Statistics and Its Interface

Volume 3 (2010)

Number 1

Cosine series representation of 3D curves and its application to white matter fiber bundles in diffusion tensor imaging

Pages: 69 – 80

DOI: https://dx.doi.org/10.4310/SII.2010.v3.n1.a6

Authors

Nagesh Adluru (Waisman Laboratory for Brain Imaging and Behavior, University of Wisconsin, Madison, U.S.A.)

Andrew L. Alexander (Waisman Laboratory for Brain Imaging and Behavior, University of Wisconsin, Madison, U.S.A.)

Moo K. Chung (Waisman Laboratory for Brain Imaging and Behavior, University of Wisconsin, Madison, U.S.A.)

Janet E. Lainhart (Department of Psychiatry, University of Utah, Salt Lake City, Ut., U.S.A.)

Mariana Lazar (Center for Biomedical Imaging, School of Medicine, New York University, New York, N.Y., U.S.A.)
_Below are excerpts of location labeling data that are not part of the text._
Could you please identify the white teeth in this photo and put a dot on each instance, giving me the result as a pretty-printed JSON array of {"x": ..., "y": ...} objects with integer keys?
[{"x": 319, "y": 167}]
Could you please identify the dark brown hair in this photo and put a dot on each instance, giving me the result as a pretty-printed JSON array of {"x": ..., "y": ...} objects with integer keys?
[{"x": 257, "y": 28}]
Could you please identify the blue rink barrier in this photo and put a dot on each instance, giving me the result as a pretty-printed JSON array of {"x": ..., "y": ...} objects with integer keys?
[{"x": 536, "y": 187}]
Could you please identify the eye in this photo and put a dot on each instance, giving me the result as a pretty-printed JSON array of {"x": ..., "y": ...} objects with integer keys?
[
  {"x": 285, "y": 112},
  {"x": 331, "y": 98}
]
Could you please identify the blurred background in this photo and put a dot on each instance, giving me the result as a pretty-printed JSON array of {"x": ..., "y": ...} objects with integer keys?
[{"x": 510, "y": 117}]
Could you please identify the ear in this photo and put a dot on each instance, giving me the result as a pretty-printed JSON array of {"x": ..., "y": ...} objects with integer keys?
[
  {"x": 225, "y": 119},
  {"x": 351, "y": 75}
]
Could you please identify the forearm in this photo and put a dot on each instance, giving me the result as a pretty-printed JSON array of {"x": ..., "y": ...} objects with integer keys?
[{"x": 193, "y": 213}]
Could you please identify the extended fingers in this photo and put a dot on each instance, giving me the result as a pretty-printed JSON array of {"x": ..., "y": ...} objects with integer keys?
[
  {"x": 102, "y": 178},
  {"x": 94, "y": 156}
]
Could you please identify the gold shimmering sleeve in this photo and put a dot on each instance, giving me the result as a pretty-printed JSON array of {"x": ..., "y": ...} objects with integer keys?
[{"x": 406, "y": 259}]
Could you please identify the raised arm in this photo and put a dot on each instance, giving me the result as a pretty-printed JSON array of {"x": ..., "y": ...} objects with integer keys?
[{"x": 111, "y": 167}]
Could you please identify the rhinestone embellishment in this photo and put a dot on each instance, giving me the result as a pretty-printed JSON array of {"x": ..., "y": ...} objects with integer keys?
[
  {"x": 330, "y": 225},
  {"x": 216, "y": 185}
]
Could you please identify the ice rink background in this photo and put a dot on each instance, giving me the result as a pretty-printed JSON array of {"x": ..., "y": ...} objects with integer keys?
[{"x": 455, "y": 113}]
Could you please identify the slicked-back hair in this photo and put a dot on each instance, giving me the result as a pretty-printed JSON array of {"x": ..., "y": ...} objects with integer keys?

Jee Eun Lee (Waisman Laboratory for Brain Imaging and Behavior, University of Wisconsin, Madison, U.S.A.)

Abstract

We present a novel cosine series representation for encoding fiber bundles consisting of multiple 3D curves. The coordinates of curves are parameterized as coefficients of cosine series expansion. We address the issue of registration, averaging and statistical inference on curves in a unified Hilbert space framework. Unlike traditional splines, the proposed method does not have internal knots and explicitly represents curves as a linear combination of cosine basis. This simplicity in the representation enables us to design statistical models, register curves and perform subsequent analysis in a more unified statistical framework than splines. The proposed representation is applied in characterizing abnormal shape of white matter fiber tracts passing through the splenium of the corpus callosum in autistic subjects. For an arbitrary tract, a 19 degree expansion is usually found to be sufficient to reconstruct the tract with 60 parameters.

Keywords

cosine series representation, curve registration, curve modeling, Fourier descriptor, diffusion tensor imaging, white matter tracts

2010 Mathematics Subject Classification

Primary 62H35, 68U10. Secondary 62M40.